Things have been a little tough for me lately. I don’t really know why. Maybe it is post marathon depression or just the fact I haven’t been able to run. Either way, I feel as if I am slowly falling into a hole that is slowly getting deeper. I could climb out if I want, but I am beginning not to want to, and that is a problem.
Okay, that is more about me then I wanted to share.
Yesterday I took matters into my own hands, feet, legs, etc. After messing up on the time for church and getting there 45 minutes early, I went to get gas and coffee while I waited. I filled my tank and it overflowed. Nice. Now I get to go to church smelling like gas. I went to the store where I got the gas to wash my hands, but it was closed. So I went out to find another convenience store. In that store I got a bottled iced coffee and as I went to throw away the plastic that was over the lid, I poured half the coffee on the floor. Hmmm. Not going to be a good day.
I finally made it to church and then headed home. By this time I was done. Over my limit. I didn’t care about my hip, my achilles, my heel spur! I was going to run.

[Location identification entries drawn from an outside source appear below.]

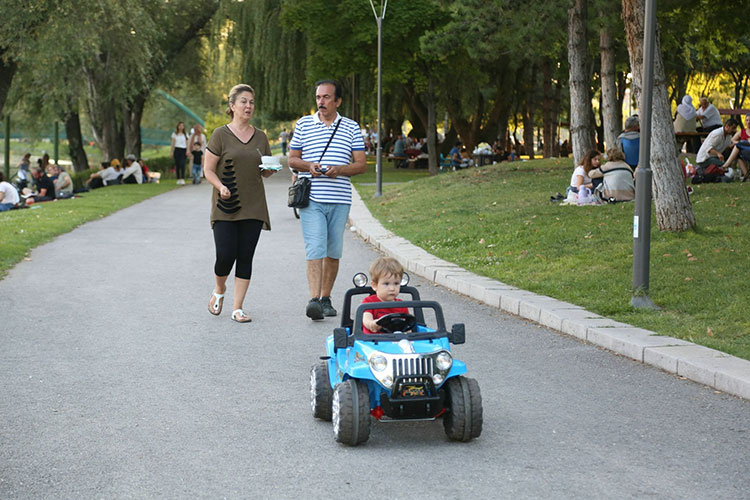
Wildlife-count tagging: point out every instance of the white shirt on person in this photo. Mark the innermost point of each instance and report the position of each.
(10, 195)
(579, 171)
(716, 140)
(710, 116)
(133, 169)
(180, 140)
(311, 135)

I got into my running clothes and went out the door. I think it was the best run I’ve had in a very long time. I didn’t push it. I just ran. I ran my 3 mile route and still felt good so decided to head onto another 2 mile section. Frankly I felt like I could have gone further, but decided to end at my house which actually got me to 4.7 miles. All in all it was just pleasant. The weather was nice, it was quite and I could just be alone with no one needing me for anything.
Did I say it was my birthday? I got a Pebble watch. Pretty cool as it gives notifications from my iPhone directly on the watch. No more having to pull my phone out of my pocket each time there is a bleep. Also it shows my running stats from my phone during my run, so I could just look down and see how I was doing rather than having to turn on my iPhone.
Life goes on. Nothing changes. I am thankful I could run yesterday. I hope I’ll run again today.
Maybe that hole isn’t as big as I thought.
Happy belated birthday! I hope you’re not feeling the effects of the run today… 🙂
Thank you. I actually feel pretty good today. Not hurting much at all. 🙂
Glad you got that awesome run in to kick off your birthday! Enjoy the day!
Thank you. It was the best run I’ve had in quite some time!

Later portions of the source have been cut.